"Feedback is the food of champions" -- Peter Dhu

How to give feedback that's thoughtful, generous, and helpful is a huge challenge but worth every effort. It there's one thing that the teen writers collective that I work with has taught me -- it's that good feedback is much appreciated and what brings serious writers returning.

In a recent MOOC (Massive Open Online Course) called "The History of Art for Artists, Animators, and Gamers," art historian Jeannene Przyblyski,the critique process was a vital part of the course. I found Przyblyski's guiding questions to be really helpful as I prepared myself to provide feedback for other participants. These are her three stages:

Stage 1: Read, view, reflect on the piece. Take a few moments to give it your total focus and let it begin to seep in.
Then describe what it is you see.

Stage 2: Begin to analyze your response to the piece:

  • What is one thing about the submission that immediately caught your attention?
  • What is one thing about the submission that took you a little longer to discover?
  • What are three questions you would ask this student about their submission?

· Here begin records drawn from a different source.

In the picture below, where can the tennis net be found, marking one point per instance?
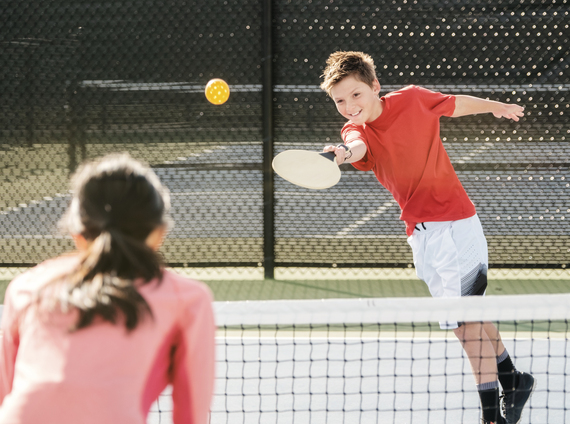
(378, 360)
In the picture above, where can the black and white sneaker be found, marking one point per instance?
(501, 420)
(513, 402)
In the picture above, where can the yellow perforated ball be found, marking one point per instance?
(217, 91)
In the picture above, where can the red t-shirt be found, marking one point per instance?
(405, 151)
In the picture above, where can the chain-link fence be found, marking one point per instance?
(81, 79)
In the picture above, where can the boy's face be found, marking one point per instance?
(356, 100)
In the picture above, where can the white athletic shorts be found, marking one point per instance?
(451, 257)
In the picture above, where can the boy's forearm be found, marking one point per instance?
(469, 105)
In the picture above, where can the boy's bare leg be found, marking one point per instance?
(494, 337)
(480, 350)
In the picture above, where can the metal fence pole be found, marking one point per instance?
(267, 116)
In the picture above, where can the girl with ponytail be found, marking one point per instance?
(96, 336)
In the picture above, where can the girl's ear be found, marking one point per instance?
(156, 237)
(80, 242)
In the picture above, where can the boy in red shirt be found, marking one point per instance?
(397, 137)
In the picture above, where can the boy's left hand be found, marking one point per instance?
(509, 111)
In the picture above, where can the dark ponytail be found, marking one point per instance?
(117, 203)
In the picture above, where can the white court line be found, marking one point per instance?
(362, 221)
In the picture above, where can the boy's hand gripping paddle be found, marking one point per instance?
(307, 169)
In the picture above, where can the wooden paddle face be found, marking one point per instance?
(306, 169)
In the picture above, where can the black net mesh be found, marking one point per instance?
(81, 79)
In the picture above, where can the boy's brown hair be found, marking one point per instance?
(343, 64)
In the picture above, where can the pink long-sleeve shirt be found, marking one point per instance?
(102, 373)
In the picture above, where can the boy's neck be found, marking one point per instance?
(377, 112)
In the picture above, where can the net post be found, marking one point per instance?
(267, 129)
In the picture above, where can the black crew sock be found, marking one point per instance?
(507, 372)
(489, 395)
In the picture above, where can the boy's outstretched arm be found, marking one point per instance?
(469, 105)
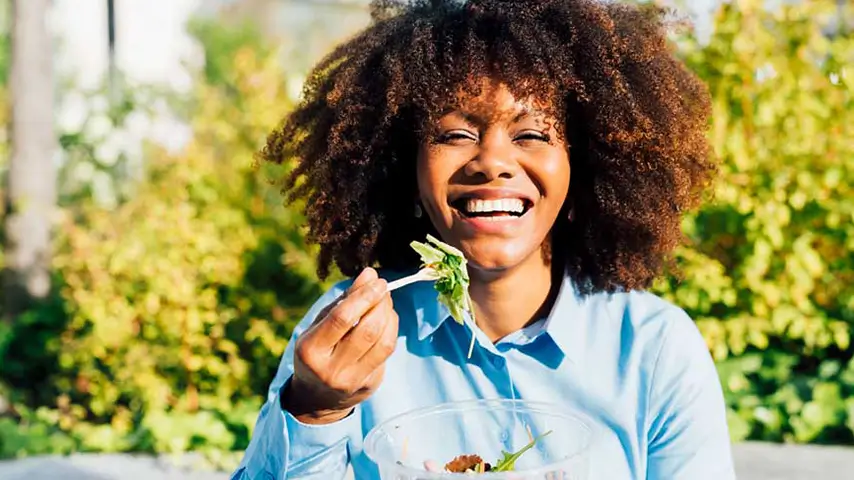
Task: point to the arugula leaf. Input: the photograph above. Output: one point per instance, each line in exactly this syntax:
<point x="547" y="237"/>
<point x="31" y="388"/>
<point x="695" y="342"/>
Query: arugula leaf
<point x="452" y="276"/>
<point x="508" y="460"/>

Stage 3: Make a connection between the piece and some other work/resource/reference that you think relevant and may be of interest to the participant. Provide a link or enough specificity so that the participant can find this resource.
You could also add any additional comments that you think might be helpful.

And, perhaps, a fourth stage might be helpful as we consider critical thinking and critical reflection:
Stage 4: What assumptions might you making as you critique this piece? Do they make sense in this context? Consider checking the accuracy of your assumptions by trying to assume multiple viewpoints. This stage and questions are inspired by Brookfield's work on critical thinking.

Ron Berger is an educator well-known for his work with the critique process for students-of-all-ages. His mantra to make feedback "specific, helpful, and kind" could certainly be made easier by working through these four stages.